Marine Le Pen réunit jusqu'à samedi ses troupes en séminaire. Objectif : amorcer la transformation du parti.
L'acte I de la transformation «profonde» du Front national débute ce vendredi, à Nanterre, où une quarantaine de cadres du mouvement se retrouvent au siège pour un séminaire. Ce brain strorming de deux jours doit préparer la consultation inédite des adhérents prévue en septembre, ainsi que le 16e congrès de mars 2018.
Après deux défaites électorales, Marine Le Pen a promis du changement. Du nom du parti à son organisation interne, elle veut amorcer les mutations qui permettraient de garantir l'avenir d'un «très grand mouvement politique français», comme elle l'a expliqué le 4 juillet sur France Info. Malgré le volontarisme de cette démarche, également destinée à rassurer les troupes frontistes avant les grandes vacances, plusieurs sujets brûlants devraient être évoqués au séminaire et nombre de frontistes attendent de vrais changements.
En coulisses, deux camps s'affrontent. Cette querelle entre anciens et modernes oppose les partisans d'un retour aux fondamentaux, guidés par l'union des droites, aux apologistes de l'ouverture élargie, toujours attachés à la souveraineté monétaire.
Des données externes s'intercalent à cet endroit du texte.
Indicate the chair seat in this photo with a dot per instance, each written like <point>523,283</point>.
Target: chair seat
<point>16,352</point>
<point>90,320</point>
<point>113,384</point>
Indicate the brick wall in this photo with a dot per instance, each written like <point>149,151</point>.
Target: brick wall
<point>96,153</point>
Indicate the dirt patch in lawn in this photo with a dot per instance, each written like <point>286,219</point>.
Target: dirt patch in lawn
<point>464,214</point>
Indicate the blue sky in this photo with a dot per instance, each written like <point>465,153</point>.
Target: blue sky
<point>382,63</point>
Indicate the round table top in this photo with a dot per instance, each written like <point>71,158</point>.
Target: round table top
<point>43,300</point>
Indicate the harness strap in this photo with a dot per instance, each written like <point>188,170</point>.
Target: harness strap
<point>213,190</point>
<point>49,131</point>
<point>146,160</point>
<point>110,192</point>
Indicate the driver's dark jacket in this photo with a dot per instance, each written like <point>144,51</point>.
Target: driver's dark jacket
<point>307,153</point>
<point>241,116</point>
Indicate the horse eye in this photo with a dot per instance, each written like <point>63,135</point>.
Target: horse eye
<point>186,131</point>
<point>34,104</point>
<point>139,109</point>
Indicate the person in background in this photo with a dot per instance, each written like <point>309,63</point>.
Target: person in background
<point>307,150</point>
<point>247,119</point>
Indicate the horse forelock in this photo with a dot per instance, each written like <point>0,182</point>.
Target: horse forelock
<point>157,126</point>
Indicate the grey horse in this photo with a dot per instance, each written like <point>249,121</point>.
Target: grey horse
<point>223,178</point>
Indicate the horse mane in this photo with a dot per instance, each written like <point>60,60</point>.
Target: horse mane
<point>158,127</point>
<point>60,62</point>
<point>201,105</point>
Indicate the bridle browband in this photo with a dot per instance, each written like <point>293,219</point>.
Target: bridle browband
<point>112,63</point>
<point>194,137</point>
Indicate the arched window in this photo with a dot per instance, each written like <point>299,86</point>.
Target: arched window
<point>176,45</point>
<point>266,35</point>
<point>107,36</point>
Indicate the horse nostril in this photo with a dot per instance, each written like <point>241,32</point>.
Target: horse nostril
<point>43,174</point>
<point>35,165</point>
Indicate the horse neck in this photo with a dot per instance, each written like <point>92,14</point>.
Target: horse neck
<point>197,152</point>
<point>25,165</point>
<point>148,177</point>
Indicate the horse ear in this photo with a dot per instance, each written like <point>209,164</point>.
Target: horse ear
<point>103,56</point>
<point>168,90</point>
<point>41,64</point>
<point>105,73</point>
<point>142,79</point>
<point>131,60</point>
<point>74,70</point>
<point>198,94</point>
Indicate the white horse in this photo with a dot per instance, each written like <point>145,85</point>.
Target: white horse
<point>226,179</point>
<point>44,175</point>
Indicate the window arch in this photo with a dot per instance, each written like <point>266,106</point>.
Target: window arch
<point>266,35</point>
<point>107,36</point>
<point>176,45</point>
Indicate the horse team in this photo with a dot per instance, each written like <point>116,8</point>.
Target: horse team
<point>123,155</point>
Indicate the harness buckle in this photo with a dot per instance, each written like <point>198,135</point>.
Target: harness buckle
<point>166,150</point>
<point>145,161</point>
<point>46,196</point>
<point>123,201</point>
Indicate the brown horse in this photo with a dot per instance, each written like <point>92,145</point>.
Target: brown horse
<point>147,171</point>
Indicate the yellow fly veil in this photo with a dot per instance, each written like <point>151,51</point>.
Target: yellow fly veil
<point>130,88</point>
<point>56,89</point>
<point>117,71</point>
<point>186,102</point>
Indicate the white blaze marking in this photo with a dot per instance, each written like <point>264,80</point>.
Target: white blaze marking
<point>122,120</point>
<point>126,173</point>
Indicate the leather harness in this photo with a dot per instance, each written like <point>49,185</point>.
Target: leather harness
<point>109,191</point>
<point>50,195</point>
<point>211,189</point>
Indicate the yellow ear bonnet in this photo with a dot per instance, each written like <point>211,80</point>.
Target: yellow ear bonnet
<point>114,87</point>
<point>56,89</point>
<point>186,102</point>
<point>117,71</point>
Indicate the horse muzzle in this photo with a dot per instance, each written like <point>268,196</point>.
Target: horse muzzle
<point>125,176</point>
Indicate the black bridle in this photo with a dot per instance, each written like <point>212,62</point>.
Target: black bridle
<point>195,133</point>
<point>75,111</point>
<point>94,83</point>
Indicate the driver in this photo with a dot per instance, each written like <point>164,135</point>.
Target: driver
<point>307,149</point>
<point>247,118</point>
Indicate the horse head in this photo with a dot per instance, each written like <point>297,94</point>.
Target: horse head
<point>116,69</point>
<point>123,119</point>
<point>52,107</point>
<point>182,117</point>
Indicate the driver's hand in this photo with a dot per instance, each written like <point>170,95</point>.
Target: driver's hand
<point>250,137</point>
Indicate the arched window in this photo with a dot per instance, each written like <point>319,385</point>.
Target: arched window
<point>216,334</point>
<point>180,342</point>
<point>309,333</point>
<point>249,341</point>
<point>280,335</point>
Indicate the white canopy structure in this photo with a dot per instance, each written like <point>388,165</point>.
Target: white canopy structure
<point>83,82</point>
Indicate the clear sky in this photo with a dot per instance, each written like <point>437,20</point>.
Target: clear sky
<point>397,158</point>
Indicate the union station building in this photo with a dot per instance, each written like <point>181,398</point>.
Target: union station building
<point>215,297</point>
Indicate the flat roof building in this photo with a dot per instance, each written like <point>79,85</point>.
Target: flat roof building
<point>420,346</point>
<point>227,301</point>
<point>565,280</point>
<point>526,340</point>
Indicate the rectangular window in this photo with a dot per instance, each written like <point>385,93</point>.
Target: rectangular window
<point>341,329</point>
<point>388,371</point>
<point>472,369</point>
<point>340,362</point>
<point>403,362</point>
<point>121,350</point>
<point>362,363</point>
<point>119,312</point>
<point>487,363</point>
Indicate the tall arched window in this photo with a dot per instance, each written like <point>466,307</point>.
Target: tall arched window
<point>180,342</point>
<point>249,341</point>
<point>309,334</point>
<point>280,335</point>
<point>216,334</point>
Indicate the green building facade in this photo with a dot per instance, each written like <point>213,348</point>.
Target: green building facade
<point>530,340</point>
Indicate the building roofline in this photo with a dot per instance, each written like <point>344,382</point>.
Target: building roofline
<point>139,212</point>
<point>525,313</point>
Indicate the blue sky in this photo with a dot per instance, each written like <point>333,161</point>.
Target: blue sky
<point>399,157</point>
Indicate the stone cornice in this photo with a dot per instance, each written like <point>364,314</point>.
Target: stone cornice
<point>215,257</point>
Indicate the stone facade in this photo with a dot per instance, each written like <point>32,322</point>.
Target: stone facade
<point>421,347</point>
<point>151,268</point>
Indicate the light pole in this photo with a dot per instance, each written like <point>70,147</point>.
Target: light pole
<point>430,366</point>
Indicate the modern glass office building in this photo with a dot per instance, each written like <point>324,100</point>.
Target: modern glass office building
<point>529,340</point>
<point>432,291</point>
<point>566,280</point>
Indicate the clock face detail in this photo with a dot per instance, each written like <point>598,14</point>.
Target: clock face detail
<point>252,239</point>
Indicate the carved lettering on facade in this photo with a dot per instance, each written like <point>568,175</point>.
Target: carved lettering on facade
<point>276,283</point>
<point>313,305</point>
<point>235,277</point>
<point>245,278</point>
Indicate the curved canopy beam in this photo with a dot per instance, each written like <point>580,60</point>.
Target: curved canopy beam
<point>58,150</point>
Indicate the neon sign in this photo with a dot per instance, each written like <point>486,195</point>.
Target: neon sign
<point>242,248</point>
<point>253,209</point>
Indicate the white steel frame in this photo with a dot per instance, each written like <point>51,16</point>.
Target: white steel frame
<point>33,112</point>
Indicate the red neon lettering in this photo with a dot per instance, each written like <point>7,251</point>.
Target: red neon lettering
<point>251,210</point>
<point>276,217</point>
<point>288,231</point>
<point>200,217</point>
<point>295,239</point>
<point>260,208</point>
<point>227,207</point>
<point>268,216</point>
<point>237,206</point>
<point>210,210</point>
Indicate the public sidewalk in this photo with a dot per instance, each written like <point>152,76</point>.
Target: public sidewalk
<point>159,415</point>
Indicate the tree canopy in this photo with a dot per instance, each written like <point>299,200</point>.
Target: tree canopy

Si certains participants abordent cette grande explication avec scepticisme, d'autres la jugent essentielle pour l'avenir. «Des sujets de fond sont posés et Marine Le Pen va devoir trancher», estime un cadre en attente d'«un nouveau cap» et d'«une nouvelle stratégie politique». Parmi les économistes du FN, ceux qui avaient pensé la sortie de l'euro comme mesure phare du projet frontiste, tels Bernard Monot et Jean-Richard Sulzer, ont pris acte du rejet de cette mesure par les Français. Aujourd'hui, ils jugent urgent de sortir d'une «impasse politique». De leur côté, des personnalités comme Florian Philippot et l'économiste Philippe Murer persistent à défendre la sortie de l'euro. Elle doit rester la clef de voûte du souverainisme FN, affirment-ils. Contesté en interne, Philippot a exposé sa vision de la refondation. Dans une contribution révélée par lefigaro.fr, il a mis en garde le mouvement contre une «dangereuse facilité»et une «erreur fatale» qui consisterait à se «restreindre» sur les fondamentaux tels que l'immigration, l'insécurité et l'islamisme. «Tout faux», lui répondent ses opposants, encore écœurés par l'échec des législatives et le «boulevard manqué» d'un scrutin où ils avaient misé sur l'électorat de droite.
Plusieurs cadres ont en outre laissé entendre que si la réflexion générale devait se transformer en simple opération cosmétique ils n'hésiteraient pas à exprimer leur désaccord au lendemain du séminaire. Certains exigent un changement radical de ligne politique. Ils pensent que des sujets comme la sortie de l'euro ou le Frexit ont éloigné le FN de son socle électoral.
Au milieu de la bataille, Marine Le Pen, en position pour le moins inconfortable, a tenté de calmer les colères. Elle a haussé le ton, exigé la discipline et réclamé la discrétion sur les divisions internes. Si elle admet l'impasse de la sortie de l'euro, elle ne veut pas renoncer au discours souverainiste. Elle cherche les moyens de rassembler plus largement mais elle s'interroge sur la bonne stratégie.
«Présidentialité» de Marine Le Pen
Au-delà de cette question complexe à résoudre en raison des rapports politiques et humains qu'elle entretient avec ses différents et divergents collaborateurs, la présidente du FN ne peut pas ignorer une autre interrogation, qui ne sera pas explicitement posée lors du séminaire, mais qui revient de plus en plus en coulisses: quel est le niveau de «présidentialité» de l'ex-candidate à la présidentielle, notamment après son débat raté de l'entre-deux-tours face à Emmanuel Macron?
Selon Jean-Marie Le Pen, les sportifs de haut niveau ont un droit à l'erreur. Si son leadership n'est pas menacé au sein du mouvement, Marine Le Pen entend des voix lui conseiller de prendre du champ, pour mieux préparer 2022. À peine élu, Emmanuel Macron a anticipé cette échéance présidentielle comme une menace. «Le Front national dans cinq ans sera redoutable, ayant fait ses mues, si nous n'avons pas bien présidé, bien gouverné», avait-il déclaré dans un documentaire diffusé le 11 mai sur France 2. Une analyse que partage Marine Le Pen et à laquelle elle veut croire. La refondation du Front national, qui débute ce week-end, n'a d'ailleurs pas d'autre finalité que de replacer un parti politique fragilisé en situation de conquête.